Sri Lankan mob kills 25 former child soldiers
ASSOCIATED PRESS
COLOMBO, Sri Lanka, Oct. 25 — Angry that former Tamil rebel child soldiers took a Sinhalese officer hostage, thousands of villagers stormed a rehabilitation center Wednesday, killing 25 of the ex-fighters with stones, knives and swords.
After seizing the officer late Tuesday, the former Tamil Tiger fighters — who ranged in age from 14 to 25 — shut off the lights in the government-run center, chased off the staff, closed the gates — and demanded to be set free. About 3,000 villagers stormed the center at dawn Wednesday, killing 25 of the one-time child soldiers — two of whom were beaten to death with iron rods, said Rienzie Perera, a police spokesman in Colombo. Nineteen of the former fighters were wounded. The hostage was released unharmed. The mob set fire to two of the buildings. Ten hours after the attack, smoke was still coming out of the camp atop a hill overlooking tea gardens near Bandarawela, a town of 60,000 about 125 miles east of the capital Colombo.
Several international human rights groups have accused the rebels of using children as combatants in their 17-year-old war to carve out a homeland for the Tamil minority in the north and east. The fighting has left more than 63,500 dead. The rebels, known as the Liberation Tigers of Tamil Eelam, have not responded to the accusations. The government-run center near Bandarawela held 44 young men, most of whom had been seized as children and forced to serve with rebels. After surrendering to the army or being captured, former child soldiers spend a year in the government center receiving psychological counseling and learning a trade.
President Chandrika Kumaratunga condemned the attack. ‘’At no time were there any incidents among the detainees and the management,’’ she said. ‘’There were no incidents with the neighbors either.’’ She accused ‘’external forces’’ for the trouble, but did not elaborate. The mainstream Tamil political party denounced the killings. Joseph Parajasingham, a lawmaker from the Tamil United Liberation Front, called the incident ‘’despicable in a democratic society which hopes to follow the rule of law.’’

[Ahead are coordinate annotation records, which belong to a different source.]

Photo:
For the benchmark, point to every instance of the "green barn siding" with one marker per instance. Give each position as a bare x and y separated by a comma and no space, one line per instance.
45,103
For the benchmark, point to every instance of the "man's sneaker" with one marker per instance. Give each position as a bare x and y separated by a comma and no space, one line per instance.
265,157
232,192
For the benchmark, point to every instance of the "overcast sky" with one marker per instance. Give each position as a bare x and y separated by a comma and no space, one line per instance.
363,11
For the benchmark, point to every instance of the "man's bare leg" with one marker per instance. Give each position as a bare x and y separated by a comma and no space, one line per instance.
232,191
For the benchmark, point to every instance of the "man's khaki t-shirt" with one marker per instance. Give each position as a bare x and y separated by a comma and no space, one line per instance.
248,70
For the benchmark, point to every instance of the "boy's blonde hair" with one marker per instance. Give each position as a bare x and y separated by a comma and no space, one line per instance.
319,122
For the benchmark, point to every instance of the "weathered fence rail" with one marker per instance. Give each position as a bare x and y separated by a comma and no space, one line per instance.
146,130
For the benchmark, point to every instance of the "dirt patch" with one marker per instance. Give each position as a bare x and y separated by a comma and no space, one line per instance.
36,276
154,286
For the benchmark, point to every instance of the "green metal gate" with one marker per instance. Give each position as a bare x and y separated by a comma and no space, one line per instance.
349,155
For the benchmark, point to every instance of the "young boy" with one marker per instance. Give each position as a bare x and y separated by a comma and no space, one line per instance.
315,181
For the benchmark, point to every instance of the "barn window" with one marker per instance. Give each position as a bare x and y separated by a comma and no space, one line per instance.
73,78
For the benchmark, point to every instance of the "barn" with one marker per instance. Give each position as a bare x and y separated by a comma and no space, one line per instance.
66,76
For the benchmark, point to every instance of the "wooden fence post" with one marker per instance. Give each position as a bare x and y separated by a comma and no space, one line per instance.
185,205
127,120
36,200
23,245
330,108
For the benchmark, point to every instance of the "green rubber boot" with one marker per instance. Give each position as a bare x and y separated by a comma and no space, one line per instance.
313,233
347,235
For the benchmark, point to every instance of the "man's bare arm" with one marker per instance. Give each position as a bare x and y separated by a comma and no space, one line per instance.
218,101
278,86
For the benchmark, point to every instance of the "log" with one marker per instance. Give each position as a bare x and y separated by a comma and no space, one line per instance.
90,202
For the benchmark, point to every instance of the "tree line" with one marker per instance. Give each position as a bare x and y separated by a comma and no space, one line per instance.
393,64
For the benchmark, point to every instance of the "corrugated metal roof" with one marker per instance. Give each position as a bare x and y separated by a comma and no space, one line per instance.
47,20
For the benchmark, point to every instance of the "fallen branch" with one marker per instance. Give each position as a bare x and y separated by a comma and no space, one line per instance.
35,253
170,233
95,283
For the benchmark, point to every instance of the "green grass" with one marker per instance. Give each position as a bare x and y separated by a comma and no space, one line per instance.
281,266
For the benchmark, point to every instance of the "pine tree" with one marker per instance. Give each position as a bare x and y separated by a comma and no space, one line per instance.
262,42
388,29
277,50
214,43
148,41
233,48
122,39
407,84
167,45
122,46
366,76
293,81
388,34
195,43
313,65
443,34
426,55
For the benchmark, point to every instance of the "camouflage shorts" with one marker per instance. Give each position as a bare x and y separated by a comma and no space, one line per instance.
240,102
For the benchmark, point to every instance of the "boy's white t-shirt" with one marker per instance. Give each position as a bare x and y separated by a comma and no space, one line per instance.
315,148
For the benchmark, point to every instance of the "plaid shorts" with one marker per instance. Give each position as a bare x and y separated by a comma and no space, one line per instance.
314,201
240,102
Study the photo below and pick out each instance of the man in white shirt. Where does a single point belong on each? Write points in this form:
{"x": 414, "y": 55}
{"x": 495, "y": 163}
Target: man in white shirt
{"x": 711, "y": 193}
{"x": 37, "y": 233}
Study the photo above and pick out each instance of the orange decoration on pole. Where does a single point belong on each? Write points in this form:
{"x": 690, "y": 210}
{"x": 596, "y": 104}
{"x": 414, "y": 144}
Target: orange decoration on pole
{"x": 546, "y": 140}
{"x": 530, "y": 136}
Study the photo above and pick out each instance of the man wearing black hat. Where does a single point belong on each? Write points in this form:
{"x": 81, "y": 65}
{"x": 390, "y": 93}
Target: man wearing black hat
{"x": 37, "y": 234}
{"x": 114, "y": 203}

Sri Lanka’s civil war was born of an ancient conflict between the majority largely Buddhist Sinhalese — who make up 76 percent of Sri Lanka’s 18.6 million people — and the Tamils, largely Hindu and numbering 3.2 million. The rebels say Tamils can only prosper away from domination by the Sinhalese majority. The government denies any discrimination against the Tamils.